In 2017, the cases on what should be included in holiday pay calculations fell away, to the relief of many employers. However, whilst one headache receded another in the form of annual leave carry-over is developing fast.
Last year, the European Court of Justice (ECJ) ruled in Sash Window Workshop Ltd that a worker must be able to carry over an unused holiday when the employer does not put that worker in a position to exercise the right to take paid annual leave. In Sash Window, a salesperson on commission only claimed 13 years’ unpaid holiday pay.
The ECJ’s decision now brings into doubt:
- Restrictions on claims for historical non-payment of holiday pay in UK case law (the Employment Appeal Tribunal previously barring unlawful deductions claims where more than three months have passed between successive underpayments of holiday pay); and
- The 2 year limitation period on most unlawful deductions from wages claims.

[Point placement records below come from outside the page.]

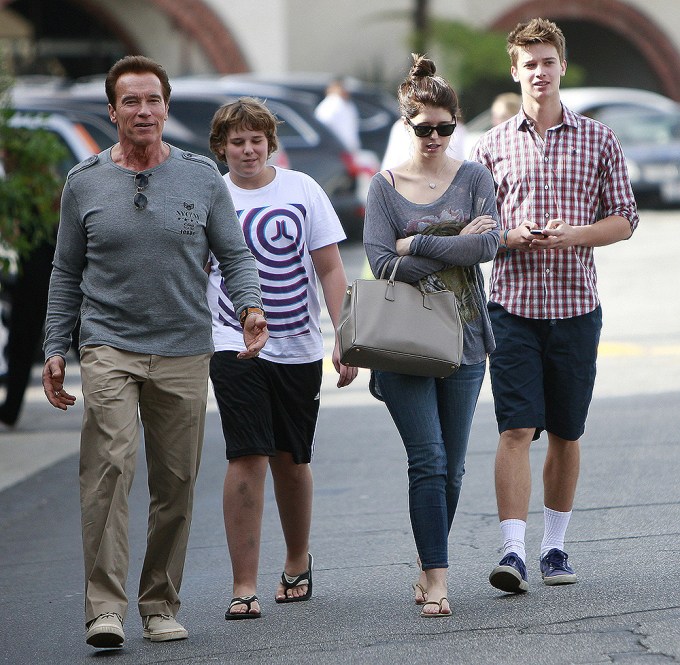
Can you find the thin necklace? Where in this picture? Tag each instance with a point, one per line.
(433, 184)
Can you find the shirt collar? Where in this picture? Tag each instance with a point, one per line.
(523, 122)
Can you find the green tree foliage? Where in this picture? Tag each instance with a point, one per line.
(30, 187)
(476, 63)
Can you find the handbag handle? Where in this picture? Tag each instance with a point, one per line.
(389, 288)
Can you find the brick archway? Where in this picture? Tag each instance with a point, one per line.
(194, 17)
(616, 16)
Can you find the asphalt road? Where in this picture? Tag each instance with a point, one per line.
(623, 539)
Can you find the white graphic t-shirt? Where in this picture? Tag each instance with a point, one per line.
(282, 223)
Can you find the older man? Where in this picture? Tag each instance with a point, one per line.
(137, 223)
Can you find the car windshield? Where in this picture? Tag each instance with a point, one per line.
(638, 127)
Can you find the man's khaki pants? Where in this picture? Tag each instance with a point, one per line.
(169, 394)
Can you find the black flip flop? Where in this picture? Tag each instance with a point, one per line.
(303, 579)
(242, 600)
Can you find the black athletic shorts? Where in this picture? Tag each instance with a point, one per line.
(266, 406)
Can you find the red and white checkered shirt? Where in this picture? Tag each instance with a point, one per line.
(577, 174)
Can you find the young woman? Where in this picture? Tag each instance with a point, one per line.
(269, 404)
(440, 214)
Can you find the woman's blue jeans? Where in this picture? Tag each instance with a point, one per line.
(434, 418)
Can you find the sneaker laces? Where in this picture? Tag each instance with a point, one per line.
(556, 558)
(110, 615)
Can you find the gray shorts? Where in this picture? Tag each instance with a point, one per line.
(265, 406)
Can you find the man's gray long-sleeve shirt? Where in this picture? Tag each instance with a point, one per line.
(135, 277)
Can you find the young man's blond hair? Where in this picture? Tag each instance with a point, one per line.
(535, 31)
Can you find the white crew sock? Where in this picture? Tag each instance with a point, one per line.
(556, 524)
(513, 537)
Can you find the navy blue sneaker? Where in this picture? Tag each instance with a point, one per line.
(555, 569)
(510, 574)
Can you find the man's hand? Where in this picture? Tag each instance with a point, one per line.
(255, 335)
(54, 374)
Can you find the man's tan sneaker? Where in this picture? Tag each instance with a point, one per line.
(163, 628)
(106, 631)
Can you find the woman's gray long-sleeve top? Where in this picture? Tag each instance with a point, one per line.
(135, 277)
(439, 257)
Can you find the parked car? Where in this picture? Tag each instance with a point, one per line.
(593, 102)
(78, 145)
(310, 146)
(377, 109)
(651, 144)
(306, 144)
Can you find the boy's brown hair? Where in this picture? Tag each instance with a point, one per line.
(535, 31)
(245, 113)
(135, 64)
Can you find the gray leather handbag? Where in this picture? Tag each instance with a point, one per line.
(395, 327)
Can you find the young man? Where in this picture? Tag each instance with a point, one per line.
(137, 223)
(562, 189)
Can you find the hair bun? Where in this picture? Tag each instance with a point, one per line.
(422, 66)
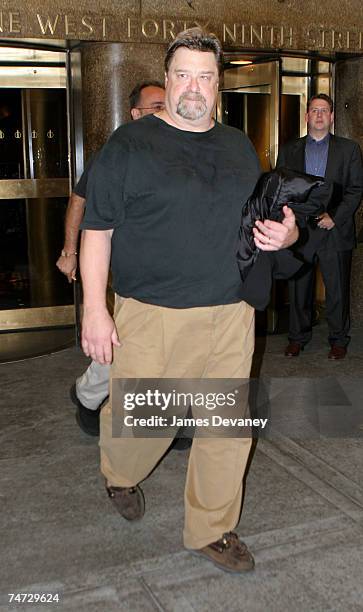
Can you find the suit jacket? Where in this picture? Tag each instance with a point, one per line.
(345, 172)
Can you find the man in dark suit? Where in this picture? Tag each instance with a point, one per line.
(332, 234)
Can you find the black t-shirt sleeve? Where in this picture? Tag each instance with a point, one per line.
(105, 202)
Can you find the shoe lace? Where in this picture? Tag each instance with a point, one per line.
(228, 539)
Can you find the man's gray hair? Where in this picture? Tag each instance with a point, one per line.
(195, 39)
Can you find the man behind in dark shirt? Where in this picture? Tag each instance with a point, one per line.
(332, 235)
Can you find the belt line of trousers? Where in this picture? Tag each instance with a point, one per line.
(203, 342)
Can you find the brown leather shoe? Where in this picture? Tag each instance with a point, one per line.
(229, 554)
(337, 352)
(293, 349)
(129, 502)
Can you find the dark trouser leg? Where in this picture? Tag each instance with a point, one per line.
(301, 293)
(335, 269)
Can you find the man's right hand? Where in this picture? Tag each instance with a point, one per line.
(99, 335)
(68, 265)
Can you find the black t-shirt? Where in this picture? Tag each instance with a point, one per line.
(174, 199)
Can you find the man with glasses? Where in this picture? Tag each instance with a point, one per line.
(91, 389)
(332, 234)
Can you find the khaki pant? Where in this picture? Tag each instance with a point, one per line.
(208, 342)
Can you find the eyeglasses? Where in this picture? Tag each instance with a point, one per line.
(316, 111)
(155, 107)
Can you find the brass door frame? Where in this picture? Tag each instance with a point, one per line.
(28, 188)
(256, 78)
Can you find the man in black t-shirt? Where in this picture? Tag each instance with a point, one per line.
(164, 201)
(91, 389)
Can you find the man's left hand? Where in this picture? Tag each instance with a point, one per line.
(273, 236)
(326, 222)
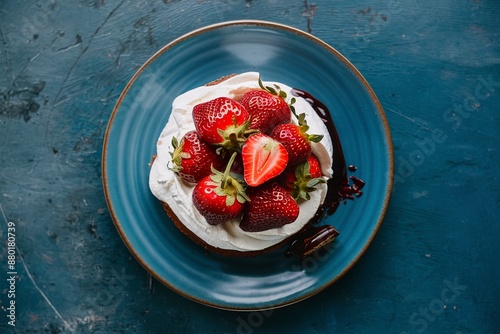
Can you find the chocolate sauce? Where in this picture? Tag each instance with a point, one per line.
(341, 187)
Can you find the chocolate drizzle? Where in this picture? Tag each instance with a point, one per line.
(341, 187)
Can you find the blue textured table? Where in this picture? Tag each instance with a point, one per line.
(434, 265)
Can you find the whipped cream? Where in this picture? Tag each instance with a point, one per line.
(171, 189)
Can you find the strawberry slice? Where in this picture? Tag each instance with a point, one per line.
(263, 159)
(270, 206)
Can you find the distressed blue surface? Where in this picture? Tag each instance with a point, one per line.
(433, 267)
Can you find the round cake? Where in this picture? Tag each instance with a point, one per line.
(241, 158)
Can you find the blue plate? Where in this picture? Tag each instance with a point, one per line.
(279, 53)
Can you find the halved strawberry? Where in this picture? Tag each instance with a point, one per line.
(270, 206)
(222, 122)
(302, 178)
(192, 157)
(263, 159)
(220, 197)
(295, 139)
(266, 110)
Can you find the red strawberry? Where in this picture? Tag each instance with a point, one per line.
(222, 122)
(295, 139)
(301, 179)
(266, 110)
(263, 159)
(270, 206)
(220, 197)
(192, 157)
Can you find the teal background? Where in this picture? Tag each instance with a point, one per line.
(432, 268)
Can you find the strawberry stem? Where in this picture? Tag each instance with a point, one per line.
(227, 170)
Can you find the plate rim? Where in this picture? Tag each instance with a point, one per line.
(271, 25)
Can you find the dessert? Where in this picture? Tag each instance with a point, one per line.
(227, 205)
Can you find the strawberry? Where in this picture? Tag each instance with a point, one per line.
(192, 157)
(220, 197)
(301, 179)
(263, 159)
(295, 139)
(266, 110)
(270, 206)
(222, 122)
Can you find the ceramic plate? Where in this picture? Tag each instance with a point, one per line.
(280, 53)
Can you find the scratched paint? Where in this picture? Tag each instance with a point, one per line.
(63, 65)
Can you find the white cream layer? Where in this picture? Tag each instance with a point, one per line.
(170, 188)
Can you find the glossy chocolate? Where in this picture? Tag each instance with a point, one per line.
(341, 187)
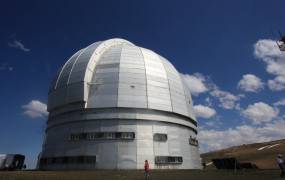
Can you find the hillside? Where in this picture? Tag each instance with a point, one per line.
(262, 154)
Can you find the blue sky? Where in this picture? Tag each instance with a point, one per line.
(224, 50)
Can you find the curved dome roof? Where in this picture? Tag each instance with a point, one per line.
(116, 73)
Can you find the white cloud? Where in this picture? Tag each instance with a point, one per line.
(196, 83)
(6, 66)
(250, 83)
(227, 100)
(260, 112)
(280, 103)
(35, 109)
(218, 139)
(18, 45)
(277, 84)
(204, 111)
(268, 52)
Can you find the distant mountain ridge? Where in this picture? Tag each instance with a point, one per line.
(262, 154)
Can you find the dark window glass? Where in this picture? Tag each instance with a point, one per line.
(160, 137)
(168, 160)
(102, 135)
(193, 141)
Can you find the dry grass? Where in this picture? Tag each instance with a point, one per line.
(264, 159)
(138, 175)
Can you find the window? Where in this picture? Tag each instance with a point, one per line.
(160, 137)
(68, 160)
(102, 135)
(193, 141)
(168, 160)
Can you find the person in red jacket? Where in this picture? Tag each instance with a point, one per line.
(146, 170)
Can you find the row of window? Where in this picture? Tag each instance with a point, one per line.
(193, 141)
(168, 160)
(69, 160)
(122, 136)
(160, 137)
(162, 160)
(102, 135)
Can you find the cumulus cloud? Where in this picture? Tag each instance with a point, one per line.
(196, 83)
(227, 100)
(260, 112)
(280, 103)
(18, 45)
(250, 83)
(35, 109)
(218, 139)
(268, 51)
(204, 111)
(6, 67)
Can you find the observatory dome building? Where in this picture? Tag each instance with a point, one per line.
(114, 105)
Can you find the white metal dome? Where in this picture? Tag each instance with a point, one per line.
(112, 106)
(116, 73)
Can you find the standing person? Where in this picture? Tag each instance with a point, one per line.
(280, 163)
(146, 170)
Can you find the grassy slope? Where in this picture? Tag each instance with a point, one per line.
(138, 175)
(265, 159)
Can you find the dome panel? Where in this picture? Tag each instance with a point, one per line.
(116, 73)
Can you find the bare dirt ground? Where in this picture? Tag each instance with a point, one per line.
(138, 175)
(259, 153)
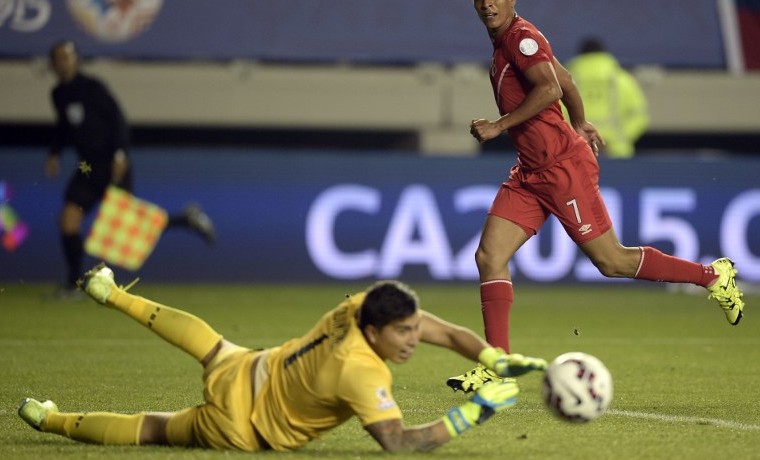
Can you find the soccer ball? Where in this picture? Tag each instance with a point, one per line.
(577, 387)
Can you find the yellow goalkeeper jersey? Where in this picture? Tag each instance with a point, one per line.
(322, 379)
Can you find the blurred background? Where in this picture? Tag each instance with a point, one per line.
(329, 139)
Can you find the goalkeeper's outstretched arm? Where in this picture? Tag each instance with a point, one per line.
(464, 341)
(488, 400)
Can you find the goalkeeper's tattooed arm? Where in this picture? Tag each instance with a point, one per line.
(394, 437)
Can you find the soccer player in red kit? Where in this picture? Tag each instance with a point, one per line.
(556, 173)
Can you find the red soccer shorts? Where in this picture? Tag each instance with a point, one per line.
(569, 190)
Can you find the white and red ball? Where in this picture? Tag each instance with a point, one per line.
(577, 387)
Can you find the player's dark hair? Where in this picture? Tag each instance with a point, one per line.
(591, 45)
(385, 302)
(60, 43)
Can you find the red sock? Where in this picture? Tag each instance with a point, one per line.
(656, 266)
(496, 301)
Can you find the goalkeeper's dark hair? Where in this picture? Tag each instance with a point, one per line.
(64, 43)
(385, 302)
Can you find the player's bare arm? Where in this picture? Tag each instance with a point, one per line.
(545, 90)
(571, 98)
(437, 331)
(394, 437)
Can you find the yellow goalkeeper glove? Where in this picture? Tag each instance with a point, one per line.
(488, 400)
(512, 365)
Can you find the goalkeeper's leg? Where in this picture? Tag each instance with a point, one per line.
(181, 329)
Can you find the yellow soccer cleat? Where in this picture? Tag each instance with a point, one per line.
(475, 379)
(724, 290)
(98, 283)
(34, 412)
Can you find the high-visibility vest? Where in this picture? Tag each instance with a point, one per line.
(612, 99)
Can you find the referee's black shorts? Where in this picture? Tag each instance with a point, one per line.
(87, 190)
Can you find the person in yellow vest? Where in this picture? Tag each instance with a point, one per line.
(613, 99)
(280, 398)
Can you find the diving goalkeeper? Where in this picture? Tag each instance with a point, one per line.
(283, 397)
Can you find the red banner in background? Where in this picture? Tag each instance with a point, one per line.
(748, 17)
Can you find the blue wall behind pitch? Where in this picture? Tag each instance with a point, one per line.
(324, 216)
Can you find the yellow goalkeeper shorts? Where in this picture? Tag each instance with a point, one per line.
(224, 420)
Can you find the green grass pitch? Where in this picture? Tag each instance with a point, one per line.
(687, 384)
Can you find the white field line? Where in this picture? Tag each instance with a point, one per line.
(720, 423)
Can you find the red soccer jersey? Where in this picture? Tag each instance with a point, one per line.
(546, 138)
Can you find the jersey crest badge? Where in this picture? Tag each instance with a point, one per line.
(528, 46)
(384, 399)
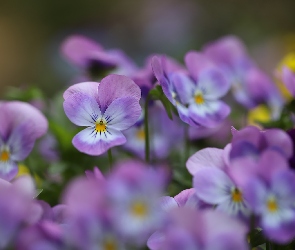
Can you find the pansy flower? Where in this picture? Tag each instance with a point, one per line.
(105, 109)
(21, 125)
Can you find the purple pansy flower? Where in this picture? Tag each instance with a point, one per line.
(21, 125)
(195, 93)
(105, 108)
(191, 229)
(273, 200)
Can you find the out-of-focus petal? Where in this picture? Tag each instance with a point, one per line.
(208, 157)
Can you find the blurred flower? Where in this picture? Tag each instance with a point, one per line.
(250, 85)
(164, 134)
(106, 108)
(21, 125)
(206, 229)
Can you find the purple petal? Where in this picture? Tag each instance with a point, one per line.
(210, 114)
(197, 62)
(90, 143)
(279, 140)
(87, 88)
(167, 203)
(156, 240)
(20, 112)
(116, 86)
(82, 109)
(208, 157)
(184, 86)
(213, 83)
(8, 170)
(184, 196)
(78, 49)
(212, 185)
(289, 80)
(123, 113)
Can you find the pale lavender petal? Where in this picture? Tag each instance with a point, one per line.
(156, 240)
(210, 114)
(122, 113)
(279, 140)
(82, 109)
(21, 141)
(212, 185)
(208, 157)
(78, 49)
(270, 163)
(116, 86)
(184, 86)
(91, 143)
(289, 80)
(167, 203)
(87, 88)
(213, 83)
(197, 62)
(23, 112)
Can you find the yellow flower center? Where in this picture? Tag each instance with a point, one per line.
(4, 156)
(272, 205)
(199, 99)
(139, 209)
(236, 195)
(109, 245)
(140, 134)
(100, 126)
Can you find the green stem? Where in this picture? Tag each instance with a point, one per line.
(186, 143)
(146, 130)
(110, 157)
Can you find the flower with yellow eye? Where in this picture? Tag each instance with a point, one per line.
(105, 108)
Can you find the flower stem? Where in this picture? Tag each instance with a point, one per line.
(110, 157)
(146, 130)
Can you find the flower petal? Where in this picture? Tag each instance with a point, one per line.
(82, 109)
(212, 185)
(90, 143)
(289, 80)
(87, 88)
(78, 49)
(208, 157)
(116, 86)
(213, 83)
(122, 113)
(209, 114)
(21, 141)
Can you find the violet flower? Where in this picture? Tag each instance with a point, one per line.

The decision of the Court of Appeal this year could have huge implications for ACE members with self-employed staff whose status may, in fact, be worker rather than self-employed, following recent case law. If this is the case, those employers could be required to pay large amounts to workers on termination in lieu of both the unpaid holiday they have taken and the holiday they have been discouraged from taking because it would have been unpaid. Even if they start offering paid holiday going forward, liability for the past breaches would remain, according to the logic of this case, until termination (unless the employers permitted the workers to take their full accrued entitlement to paid leave before then).